Walburga Fröhlich erläuterte für den Grazer Verein atempo, den österreichischen Partner bei gedenkort-T4.eu, ihre Aufgabe der Übersetzung dieser schwierigen Thematik in verständliche, leichte Sprache. Dadurch sollen im Ergebnis Menschen mit einer geistigen Behinderung sich erstmals über das Thema „Euthanasie“-Morde informieren können, und so eine Chance erhalten, selber zu gedenken.
Projektinitiator Reinald Purmann und Leiter der AG gedenkort-T4.eu forderte in seinem Schlusswort eine Beteiligung Aller am Aufbau der Seite. Die inhaltliche Auseinandersetzung mit dem Thema der „Euthanasie“-Morde müsse über die Grenzen von Geschichtswissenschaft und Ethik hinaus, von der ganzen Gesellschaft geführt werden. Insbesondere die Jugend, aber auch Kunst und Kultur, Politik und die europäische Bürgerschaft sollten sich aktiv einbringen.
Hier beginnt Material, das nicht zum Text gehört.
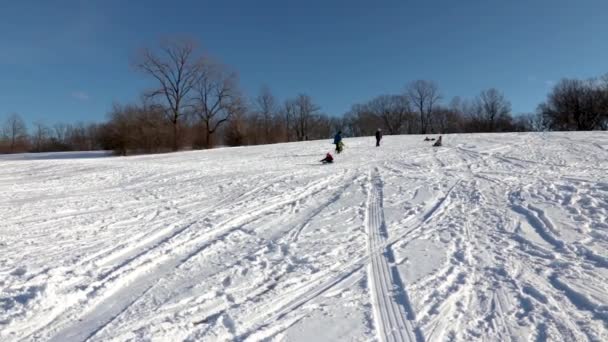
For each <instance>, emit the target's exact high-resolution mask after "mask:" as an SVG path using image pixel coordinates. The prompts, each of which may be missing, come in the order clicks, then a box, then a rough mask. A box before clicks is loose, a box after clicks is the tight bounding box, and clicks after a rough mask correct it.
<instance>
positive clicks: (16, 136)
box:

Beim anschließenden Zusammentreffen im benachbarten Martin-Gropius-Bau unterstützten viele Besucher auch den Ansatz von gedenkort-T4.eu, nicht nur geschichtliche Fakten zusammentragen, sondern auch eine Brücke zu Themen der Gegenwart und der Zukunft schlagen zu wollen. So will z.B. die Leiterin des Berliner Theater Thikwa mit ihren Schauspielern mit und ohne geistige Behinderung im nächsten Jahr ein Stück über die NS-Euthanasie erarbeiten, das zugleich ein Plädoyer für jede Form von Behinderung als Teil gesellschaftlicher Vielfalt ist.